Granted, a large part of why the shutters are so bad is because, as mentioned, they are practically the only way that either team pushes at the moment. Ashville's door, while complained about, is often given a pass because it's rarely used. Solving the verticality problem could alleviate the problematicity (maybe a word) of the shutters.
Not to be strictly constructive, though! For what was a spur-of-the-moment creation upon discovering the hydro guard rail in the prop library, no map I've made (or at least released publically) has been as good as this. Sniper sightlines are less of a problem than I thought they would be, likely because shooting down or up is difficult for him to do. Every class, it seems, can be effective, though Engi does struggle building anywhere except house.
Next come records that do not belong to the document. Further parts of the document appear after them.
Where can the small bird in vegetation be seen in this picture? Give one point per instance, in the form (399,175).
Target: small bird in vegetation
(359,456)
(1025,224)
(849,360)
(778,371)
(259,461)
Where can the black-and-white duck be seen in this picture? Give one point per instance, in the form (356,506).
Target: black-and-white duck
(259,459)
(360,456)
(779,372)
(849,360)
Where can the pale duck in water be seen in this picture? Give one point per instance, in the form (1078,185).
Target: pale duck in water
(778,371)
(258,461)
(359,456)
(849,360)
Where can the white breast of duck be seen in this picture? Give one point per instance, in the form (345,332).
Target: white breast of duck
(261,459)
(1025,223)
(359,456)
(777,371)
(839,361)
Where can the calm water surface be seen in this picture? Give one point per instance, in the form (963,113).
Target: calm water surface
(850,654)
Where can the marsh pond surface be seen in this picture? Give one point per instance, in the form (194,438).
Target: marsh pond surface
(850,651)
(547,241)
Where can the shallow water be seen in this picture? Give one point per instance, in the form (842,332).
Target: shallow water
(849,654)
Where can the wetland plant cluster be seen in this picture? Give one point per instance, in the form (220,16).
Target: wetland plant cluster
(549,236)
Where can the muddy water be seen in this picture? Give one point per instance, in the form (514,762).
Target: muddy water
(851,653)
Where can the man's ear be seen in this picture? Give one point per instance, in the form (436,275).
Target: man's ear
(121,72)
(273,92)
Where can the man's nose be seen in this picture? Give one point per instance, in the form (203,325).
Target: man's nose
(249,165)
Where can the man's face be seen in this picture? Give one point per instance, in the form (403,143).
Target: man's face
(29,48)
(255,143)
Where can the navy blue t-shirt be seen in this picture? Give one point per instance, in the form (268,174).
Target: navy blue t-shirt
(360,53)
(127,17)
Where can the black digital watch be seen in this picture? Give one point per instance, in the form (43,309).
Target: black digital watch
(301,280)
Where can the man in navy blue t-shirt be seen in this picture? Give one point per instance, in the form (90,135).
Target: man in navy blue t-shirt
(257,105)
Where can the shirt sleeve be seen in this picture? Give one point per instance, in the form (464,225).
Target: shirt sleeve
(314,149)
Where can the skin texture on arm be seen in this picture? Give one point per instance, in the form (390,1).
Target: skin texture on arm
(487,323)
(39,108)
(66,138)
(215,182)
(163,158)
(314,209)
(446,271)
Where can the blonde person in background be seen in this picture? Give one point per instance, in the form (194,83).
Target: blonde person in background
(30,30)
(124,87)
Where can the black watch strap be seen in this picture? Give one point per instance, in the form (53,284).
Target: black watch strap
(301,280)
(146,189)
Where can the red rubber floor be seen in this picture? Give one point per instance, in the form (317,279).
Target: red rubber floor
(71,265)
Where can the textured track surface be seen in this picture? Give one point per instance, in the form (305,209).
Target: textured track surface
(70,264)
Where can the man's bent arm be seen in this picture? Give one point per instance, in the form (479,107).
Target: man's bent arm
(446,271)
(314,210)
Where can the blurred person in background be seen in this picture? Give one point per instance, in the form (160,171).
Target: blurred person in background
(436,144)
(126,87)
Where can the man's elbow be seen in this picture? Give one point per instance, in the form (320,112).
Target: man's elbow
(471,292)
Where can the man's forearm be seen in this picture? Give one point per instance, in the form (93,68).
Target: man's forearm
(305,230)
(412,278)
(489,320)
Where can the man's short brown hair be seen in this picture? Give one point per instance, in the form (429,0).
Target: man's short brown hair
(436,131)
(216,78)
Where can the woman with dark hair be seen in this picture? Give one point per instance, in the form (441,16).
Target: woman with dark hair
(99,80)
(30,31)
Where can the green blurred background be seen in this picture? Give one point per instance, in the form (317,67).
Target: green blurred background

The small size of the map does work to something resembling a benefit too. Much like Databank, (probably my favourite KotH map atm) the spawn is just the right distance from the point where having a teleporter is good but not neccesary. The map's open skybox and variance in terrain has gotten tons of positive feedback from jumping classes, and in my experience rocket jumping around the map whilst testing lighting and logic, it really is fun.
Also I really like the aesthetic I stumbled into with this map. It's fitting, in the style of TF2, and the gameplay-relevant pipelines provide just enough of a narrative about what the mercs are canonically fighting over. I've struggled to decide whether to lean harder on the orange badlands style or the grey alpine style.